Open joshstevens19 opened 1 year ago

joshstevens19 commented 1 year ago

Describe the feature

Hello! I'm truly impressed by your work with reth keep it up guys.

Although the concept I am about to raise might appear unconventional, it has the potential to create a significant impact when executed effectively.

While transaction simulations play a crucial role in testing, they may not be as thoroughly explored in developing innovative module approaches for scalability and generating contestable proofs. In theory, signed transactions which never get sent (secured by deadlines and other measures to make them invalid past that block) can demonstrate that a submission would be approved on the blockchain without necessitating EVM state storage. This method offers numerous potential use cases. For example, storing an action in a data availability layer which is 1000x cheaper but still decentralised, you'd still be able to obtain execution state checks to confirm the transaction's success.

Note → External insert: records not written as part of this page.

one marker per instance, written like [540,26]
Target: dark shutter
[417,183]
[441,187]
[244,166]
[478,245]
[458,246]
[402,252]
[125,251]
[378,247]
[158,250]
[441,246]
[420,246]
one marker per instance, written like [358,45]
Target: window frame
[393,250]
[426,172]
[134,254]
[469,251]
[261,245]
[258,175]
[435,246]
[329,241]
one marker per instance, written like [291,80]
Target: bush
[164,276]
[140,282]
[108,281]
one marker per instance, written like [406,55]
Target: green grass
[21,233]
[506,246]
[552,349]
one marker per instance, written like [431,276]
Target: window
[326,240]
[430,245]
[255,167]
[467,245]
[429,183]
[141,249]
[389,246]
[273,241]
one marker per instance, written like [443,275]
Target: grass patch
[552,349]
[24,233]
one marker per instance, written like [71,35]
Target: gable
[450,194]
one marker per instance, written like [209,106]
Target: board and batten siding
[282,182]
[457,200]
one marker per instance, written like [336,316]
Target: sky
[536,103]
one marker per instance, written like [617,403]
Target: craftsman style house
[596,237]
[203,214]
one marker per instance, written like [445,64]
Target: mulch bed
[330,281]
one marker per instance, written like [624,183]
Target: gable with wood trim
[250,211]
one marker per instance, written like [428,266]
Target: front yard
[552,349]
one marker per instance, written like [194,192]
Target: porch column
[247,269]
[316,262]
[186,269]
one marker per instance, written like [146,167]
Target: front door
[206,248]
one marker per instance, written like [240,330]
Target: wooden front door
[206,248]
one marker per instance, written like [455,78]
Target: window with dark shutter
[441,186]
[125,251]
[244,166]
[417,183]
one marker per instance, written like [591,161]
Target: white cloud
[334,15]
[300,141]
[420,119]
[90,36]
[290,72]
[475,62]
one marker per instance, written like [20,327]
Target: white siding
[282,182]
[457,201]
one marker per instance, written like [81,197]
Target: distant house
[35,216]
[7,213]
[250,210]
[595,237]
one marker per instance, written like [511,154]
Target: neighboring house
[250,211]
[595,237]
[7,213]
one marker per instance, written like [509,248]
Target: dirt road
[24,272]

However, it can be challenging to conduct simulations across varying blocks and swiftly progress to another block without multiple RPC calls, given the slow nature of over-the-wire HTTP calls. As a result, it's difficult to validate both off-chain transactions concurrently (imagine many pointers done at different blocks offchain (1) > offchain (2) > offchain (3)), here you would want to check 1 and 2 before 3. Ideally, a single RPC call should enable the execution of an array of transactions with designated block numbers collectively, ensuring sequential processing of each transaction.

We could consider naming this method:

reth_simulateBatch

This function would receive an array of objects containing.

And yield an array of data (same result as eth_call would give), it would execute the smallest block number first and go to the next block number once complete until all has been checked. This would not store any state changes just simulating the array of actions.

Such a feature could empower you to achieve remarkable things with reth that are otherwise unattainable with other nodes. Furthermore, it places a strong emphasis on speed, which is crucial in this context.

Anyway this is just a very high level brainstorm let me know your thoughts

Additional context

this may be possible with tenderly etc but I’m thinking of a free open source approach to this where you do not rely on a third party service.

Also wanted to note that ethereum state bloat is the biggest elephant in the room and these kind of approaches allow state to be stored outside ethereum but still with ability to prove it.

ape-dev-cs commented 1 year ago

Just for visibility, there's a FOSS implementation here which uses reth which does something very similar to what you describe: https://github.com/EnsoFinance/transaction-simulator/

github-actions[bot] commented 1 year ago

This issue is stale because it has been open for 14 days with no activity.